Adverse events in healthcare are unexpected or unintended harms that arise directly from medical care, rather than from a patient’s underlying health condition. These incidents are a significant focus in enhancing patient safety. Identifying and learning from these events is crucial for improving healthcare outcomes and preventing future harm.
What Are Adverse Events?
Adverse events are undesirable clinical outcomes resulting from medical diagnosis or therapy, distinct from the patient’s underlying disease process. They encompass any unfavorable symptoms, signs, or medical conditions that appear during medical treatment, even if a direct causal link to a specific medication or procedure has not been definitively established. While medical errors can certainly lead to adverse events, not all adverse events are the result of an error; some can occur despite proper care.
Examples of adverse events include adverse drug reactions, healthcare-associated infections, complications from surgical procedures, or issues related to medical devices. An adverse drug reaction, for instance, is a harmful and unintended response to a medication that occurs at doses normally used for treatment. Healthcare-associated infections, such as central line-associated bloodstream infections or catheter-associated urinary tract infections, can develop during a hospital stay. Surgical complications might involve unintended foreign objects left inside a patient or operating on the wrong site.
Methods of Detection
Detecting adverse events relies on both passive and active surveillance methods. Passive methods involve spontaneous reporting systems, where healthcare professionals or patients voluntarily submit reports of suspected adverse events. In the United States, systems like MedWatch, operated by the Food and Drug Administration (FDA), allow for reporting of adverse events related to drugs, medical devices, and other regulated products. The Vaccine Adverse Event Reporting System (VAERS), co-managed by the Centers for Disease Control and Prevention (CDC) and the FDA, serves a similar purpose for vaccine-related events.
Passive reporting systems are valuable for generating initial signals but often underestimate the true incidence of adverse events due to underreporting. This limitation necessitates active surveillance, which involves proactive efforts by healthcare organizations to identify adverse events. These methods include systematic chart reviews, where personnel examine patient medical records for indications of harm.
Trigger tools are another active method, utilizing specific indicators within patient records, such as an order for an antidote or a sudden change in vital signs, that suggest an adverse event may have occurred. Automated surveillance systems leverage electronic health records (EHRs) to analyze large datasets for patterns or alerts that might signal an event. Many hospitals also employ internal incident reporting systems, allowing staff to document any event or near-miss that could potentially lead to patient harm.
Evaluating the Event
After an adverse event is detected, a structured evaluation process begins to understand its nature and causes. The initial step involves a severity assessment, classifying the event’s impact on the patient. This classification can range from mild (requiring minimal intervention) to moderate (requiring additional treatment or prolonged hospitalization) to severe (resulting in permanent disability or life-threatening consequences). A serious adverse event, for instance, might lead to death, hospitalization, or significant disability.
Following severity, a causality assessment determines the likelihood that the event was related to the medical intervention, treatment, or product, rather than the patient’s underlying condition. This assessment often uses standardized algorithms or expert review to assign a probability, such as “unlikely,” “possibly,” “probably,” or “definitely” related. For example, if a patient develops a rash shortly after starting a new medication, and the rash resolves upon discontinuation, it would likely be considered “probably” or “definitely” related to the drug.

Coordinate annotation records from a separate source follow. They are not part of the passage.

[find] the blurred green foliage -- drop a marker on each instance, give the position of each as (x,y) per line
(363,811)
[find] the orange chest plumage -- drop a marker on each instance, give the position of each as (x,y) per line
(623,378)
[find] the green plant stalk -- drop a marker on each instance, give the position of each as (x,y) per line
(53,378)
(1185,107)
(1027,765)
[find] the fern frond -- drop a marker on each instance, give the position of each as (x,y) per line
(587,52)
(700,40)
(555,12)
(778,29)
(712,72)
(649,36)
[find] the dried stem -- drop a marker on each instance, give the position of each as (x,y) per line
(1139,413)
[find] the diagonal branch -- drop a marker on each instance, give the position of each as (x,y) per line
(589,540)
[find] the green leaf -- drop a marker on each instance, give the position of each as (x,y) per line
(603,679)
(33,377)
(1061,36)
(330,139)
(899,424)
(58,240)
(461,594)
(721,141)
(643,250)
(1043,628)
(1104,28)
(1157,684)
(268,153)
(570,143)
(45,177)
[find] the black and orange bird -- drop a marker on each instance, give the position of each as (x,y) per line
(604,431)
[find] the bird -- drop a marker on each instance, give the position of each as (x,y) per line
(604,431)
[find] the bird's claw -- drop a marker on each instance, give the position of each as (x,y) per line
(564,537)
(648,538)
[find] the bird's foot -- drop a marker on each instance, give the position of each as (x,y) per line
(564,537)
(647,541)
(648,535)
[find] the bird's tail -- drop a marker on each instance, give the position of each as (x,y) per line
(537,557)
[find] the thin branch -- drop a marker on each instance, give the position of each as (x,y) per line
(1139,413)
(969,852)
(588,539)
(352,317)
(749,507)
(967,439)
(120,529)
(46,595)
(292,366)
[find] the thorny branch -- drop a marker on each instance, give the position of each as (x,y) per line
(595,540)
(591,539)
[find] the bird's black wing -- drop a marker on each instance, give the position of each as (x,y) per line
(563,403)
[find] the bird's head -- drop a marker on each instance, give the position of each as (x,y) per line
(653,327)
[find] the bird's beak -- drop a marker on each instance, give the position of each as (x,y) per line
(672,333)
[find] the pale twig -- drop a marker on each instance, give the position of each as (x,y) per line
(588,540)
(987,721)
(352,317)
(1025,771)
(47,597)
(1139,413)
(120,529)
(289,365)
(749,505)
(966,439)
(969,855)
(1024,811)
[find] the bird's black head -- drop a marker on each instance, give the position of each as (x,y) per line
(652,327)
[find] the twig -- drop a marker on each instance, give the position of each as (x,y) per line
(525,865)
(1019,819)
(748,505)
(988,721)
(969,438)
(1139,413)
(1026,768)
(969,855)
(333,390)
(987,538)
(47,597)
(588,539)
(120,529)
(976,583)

A preventability assessment then evaluates whether the event could have been avoided with different actions or protocols. This involves analyzing the circumstances leading to the event, identifying system weaknesses, and determining if care fell below an expected standard. For instance, a medication error due to incorrect dosage might be deemed preventable if standard double-check procedures were not followed.
The Patient’s Role in Reporting and Safety
Patients and their caregivers play an important role in the detection and evaluation of adverse events. If a patient or their family suspects an adverse event has occurred, the first step is to communicate directly with their healthcare providers. Open and clear communication about new symptoms, unexpected reactions, or concerns regarding treatment is vital for early identification.

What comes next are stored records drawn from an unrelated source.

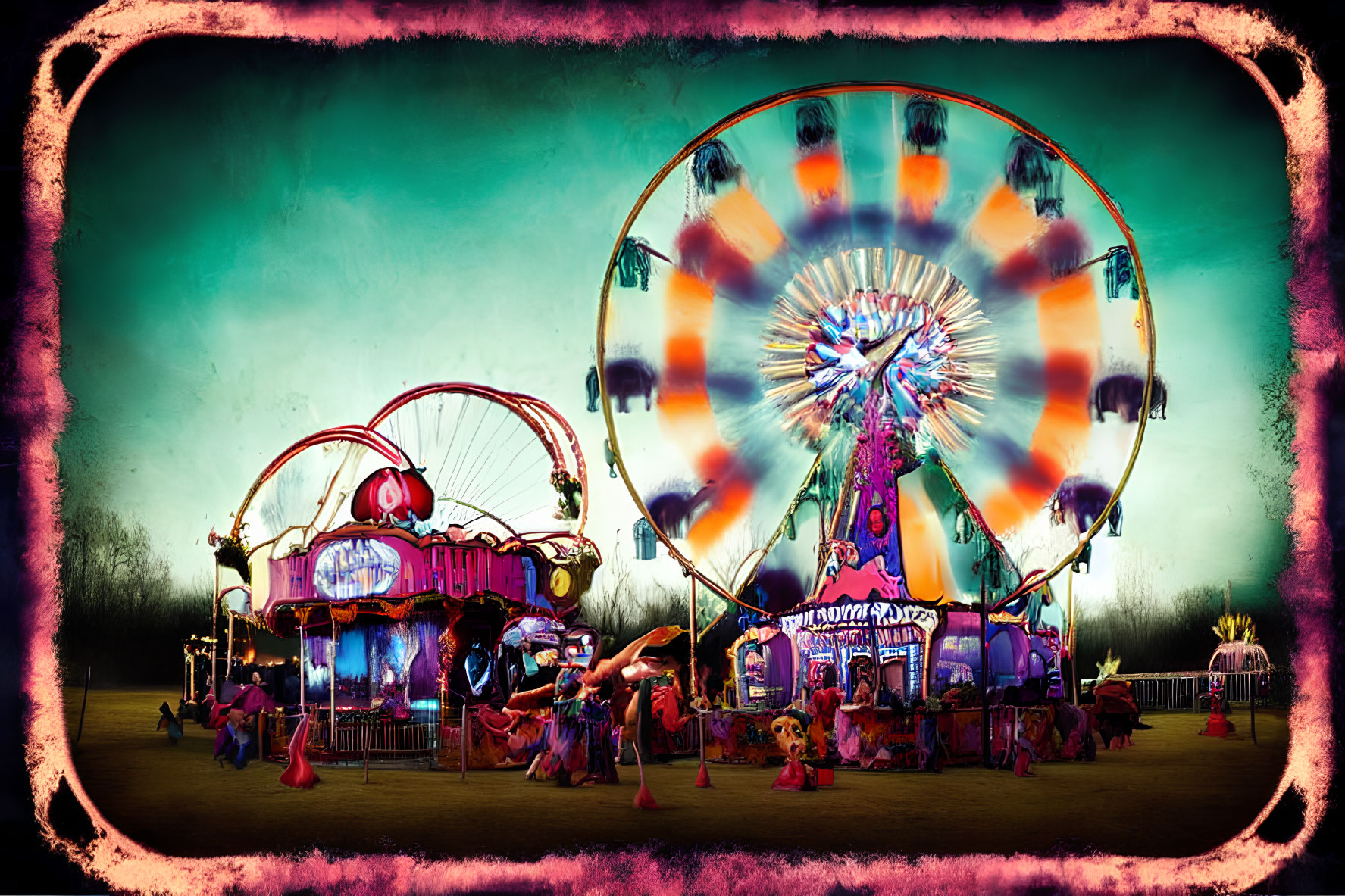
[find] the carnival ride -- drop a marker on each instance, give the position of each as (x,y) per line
(907,323)
(428,563)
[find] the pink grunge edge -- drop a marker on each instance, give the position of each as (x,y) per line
(38,400)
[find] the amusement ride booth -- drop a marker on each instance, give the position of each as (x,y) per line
(896,346)
(444,560)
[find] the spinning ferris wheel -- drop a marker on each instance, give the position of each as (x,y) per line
(869,312)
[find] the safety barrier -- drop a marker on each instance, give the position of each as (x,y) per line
(1190,689)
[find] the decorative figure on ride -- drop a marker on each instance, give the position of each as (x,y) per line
(790,738)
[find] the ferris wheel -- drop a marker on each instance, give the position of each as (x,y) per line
(869,311)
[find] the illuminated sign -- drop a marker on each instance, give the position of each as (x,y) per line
(878,613)
(355,568)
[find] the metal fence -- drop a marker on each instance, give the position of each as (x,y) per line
(414,740)
(1190,691)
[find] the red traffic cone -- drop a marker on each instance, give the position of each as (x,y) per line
(300,773)
(645,799)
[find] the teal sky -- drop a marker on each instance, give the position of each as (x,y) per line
(267,239)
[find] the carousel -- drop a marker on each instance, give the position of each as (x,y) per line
(897,350)
(425,567)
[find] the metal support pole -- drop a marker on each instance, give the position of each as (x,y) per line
(214,639)
(89,679)
(331,676)
(696,676)
(303,705)
(985,670)
(1074,648)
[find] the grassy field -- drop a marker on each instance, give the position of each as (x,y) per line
(1173,794)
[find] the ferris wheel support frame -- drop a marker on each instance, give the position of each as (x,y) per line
(827,90)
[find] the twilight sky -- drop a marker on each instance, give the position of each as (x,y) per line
(265,240)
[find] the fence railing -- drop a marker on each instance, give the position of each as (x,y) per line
(414,739)
(1190,689)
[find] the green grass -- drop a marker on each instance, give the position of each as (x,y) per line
(1175,794)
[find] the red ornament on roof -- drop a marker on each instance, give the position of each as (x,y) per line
(390,494)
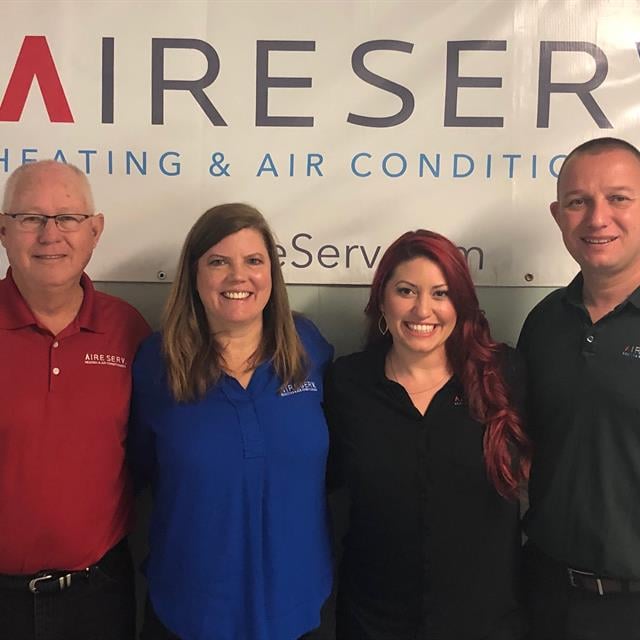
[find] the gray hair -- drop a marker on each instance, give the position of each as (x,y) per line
(25,170)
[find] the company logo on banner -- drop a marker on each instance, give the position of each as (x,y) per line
(346,124)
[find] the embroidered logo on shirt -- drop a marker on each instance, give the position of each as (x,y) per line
(307,385)
(107,359)
(631,351)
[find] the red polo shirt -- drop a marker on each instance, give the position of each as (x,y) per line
(65,496)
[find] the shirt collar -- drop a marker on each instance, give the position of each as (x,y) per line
(16,314)
(573,294)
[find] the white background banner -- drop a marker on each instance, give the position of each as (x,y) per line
(345,123)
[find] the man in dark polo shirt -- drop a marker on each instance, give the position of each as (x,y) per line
(582,346)
(65,365)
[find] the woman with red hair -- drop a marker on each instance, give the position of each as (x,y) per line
(427,437)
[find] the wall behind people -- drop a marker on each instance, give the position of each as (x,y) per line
(338,310)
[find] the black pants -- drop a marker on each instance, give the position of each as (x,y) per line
(153,629)
(99,607)
(559,611)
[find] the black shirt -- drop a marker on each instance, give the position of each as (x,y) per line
(432,549)
(584,420)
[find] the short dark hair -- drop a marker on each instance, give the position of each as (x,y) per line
(599,145)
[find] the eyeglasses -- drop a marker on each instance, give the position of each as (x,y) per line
(38,221)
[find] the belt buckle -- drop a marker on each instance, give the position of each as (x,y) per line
(33,584)
(63,581)
(584,574)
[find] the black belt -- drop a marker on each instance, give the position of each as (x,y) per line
(601,585)
(54,581)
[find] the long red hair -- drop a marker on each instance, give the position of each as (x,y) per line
(473,355)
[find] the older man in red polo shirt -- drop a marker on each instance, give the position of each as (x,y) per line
(65,379)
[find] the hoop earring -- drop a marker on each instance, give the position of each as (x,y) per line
(382,319)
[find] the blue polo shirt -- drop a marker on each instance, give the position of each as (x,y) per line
(239,539)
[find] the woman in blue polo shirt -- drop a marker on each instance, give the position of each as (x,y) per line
(228,428)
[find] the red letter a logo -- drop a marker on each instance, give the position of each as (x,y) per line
(35,60)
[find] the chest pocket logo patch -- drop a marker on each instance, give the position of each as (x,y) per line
(290,390)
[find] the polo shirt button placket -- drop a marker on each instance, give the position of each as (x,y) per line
(589,344)
(55,370)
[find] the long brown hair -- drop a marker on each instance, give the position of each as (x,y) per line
(473,355)
(192,354)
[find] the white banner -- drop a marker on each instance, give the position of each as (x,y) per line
(345,123)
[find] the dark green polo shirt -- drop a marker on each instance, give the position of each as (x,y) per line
(584,420)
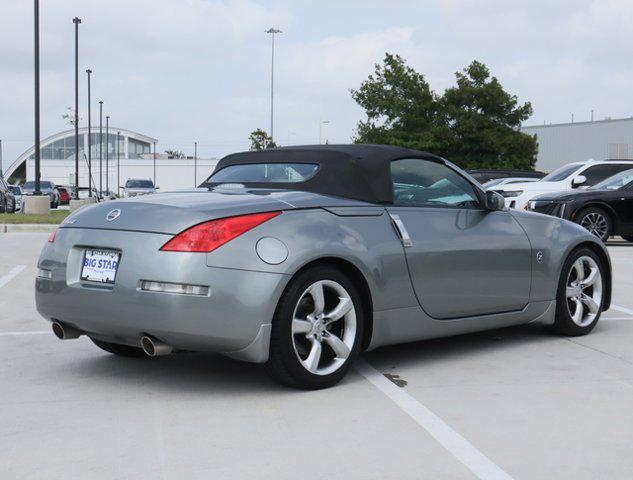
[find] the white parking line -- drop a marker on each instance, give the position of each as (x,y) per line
(458,446)
(16,334)
(622,309)
(6,278)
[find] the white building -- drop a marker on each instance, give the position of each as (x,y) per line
(129,157)
(559,144)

Patients should also understand the importance of reporting concerns to the hospital’s patient safety department or quality improvement teams. These internal departments investigate incidents and implement corrective actions to enhance safety within the facility. Beyond direct communication with providers and hospital staff, patients have avenues for external reporting to government agencies.

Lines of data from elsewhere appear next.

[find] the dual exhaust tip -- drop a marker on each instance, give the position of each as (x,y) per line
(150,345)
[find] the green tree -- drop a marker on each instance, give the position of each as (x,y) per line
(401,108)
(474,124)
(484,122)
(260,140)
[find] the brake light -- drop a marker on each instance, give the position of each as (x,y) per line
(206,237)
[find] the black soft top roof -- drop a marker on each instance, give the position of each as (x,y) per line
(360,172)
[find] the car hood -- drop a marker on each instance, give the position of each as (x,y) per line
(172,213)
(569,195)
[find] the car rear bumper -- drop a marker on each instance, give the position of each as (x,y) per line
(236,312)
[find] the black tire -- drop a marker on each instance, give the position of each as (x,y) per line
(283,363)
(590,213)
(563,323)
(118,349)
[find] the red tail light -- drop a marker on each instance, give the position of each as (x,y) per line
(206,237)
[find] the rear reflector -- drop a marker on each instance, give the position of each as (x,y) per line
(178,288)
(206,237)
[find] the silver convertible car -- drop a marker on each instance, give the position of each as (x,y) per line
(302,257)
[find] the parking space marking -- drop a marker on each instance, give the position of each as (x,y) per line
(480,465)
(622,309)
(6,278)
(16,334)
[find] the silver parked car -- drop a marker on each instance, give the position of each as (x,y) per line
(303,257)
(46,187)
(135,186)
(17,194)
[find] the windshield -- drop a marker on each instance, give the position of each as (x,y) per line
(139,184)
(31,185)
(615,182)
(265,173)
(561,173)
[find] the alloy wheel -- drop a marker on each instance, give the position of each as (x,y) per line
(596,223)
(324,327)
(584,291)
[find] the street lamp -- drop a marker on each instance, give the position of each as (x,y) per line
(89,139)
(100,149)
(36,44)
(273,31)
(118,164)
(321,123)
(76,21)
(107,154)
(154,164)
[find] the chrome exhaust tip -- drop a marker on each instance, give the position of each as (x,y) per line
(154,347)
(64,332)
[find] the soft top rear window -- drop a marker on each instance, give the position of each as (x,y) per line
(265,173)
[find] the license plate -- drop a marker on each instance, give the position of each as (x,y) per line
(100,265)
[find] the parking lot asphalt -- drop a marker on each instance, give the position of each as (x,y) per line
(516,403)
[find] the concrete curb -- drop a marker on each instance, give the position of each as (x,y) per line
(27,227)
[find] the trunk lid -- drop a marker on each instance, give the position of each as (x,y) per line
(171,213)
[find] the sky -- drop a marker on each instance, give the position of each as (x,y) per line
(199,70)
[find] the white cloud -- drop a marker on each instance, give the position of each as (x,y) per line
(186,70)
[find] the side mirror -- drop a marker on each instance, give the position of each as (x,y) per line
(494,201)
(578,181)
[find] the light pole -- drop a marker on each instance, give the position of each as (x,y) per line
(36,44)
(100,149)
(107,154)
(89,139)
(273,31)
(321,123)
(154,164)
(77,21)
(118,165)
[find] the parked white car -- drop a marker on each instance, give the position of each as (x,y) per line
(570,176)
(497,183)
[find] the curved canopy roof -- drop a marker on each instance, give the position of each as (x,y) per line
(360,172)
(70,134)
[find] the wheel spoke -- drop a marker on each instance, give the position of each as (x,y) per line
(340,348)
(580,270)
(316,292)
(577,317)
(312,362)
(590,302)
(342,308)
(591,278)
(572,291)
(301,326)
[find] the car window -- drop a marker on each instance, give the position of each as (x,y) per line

For adverse drug reactions or medical device issues, patients can submit reports directly to the FDA’s MedWatch program. For suspected adverse events following vaccination, reports can be made to the Vaccine Adverse Event Reporting System (VAERS). Patient reports are an important source of information, often providing the first signal of new or rare adverse events not detected through other surveillance methods. Their active participation contributes to a safer healthcare system for everyone.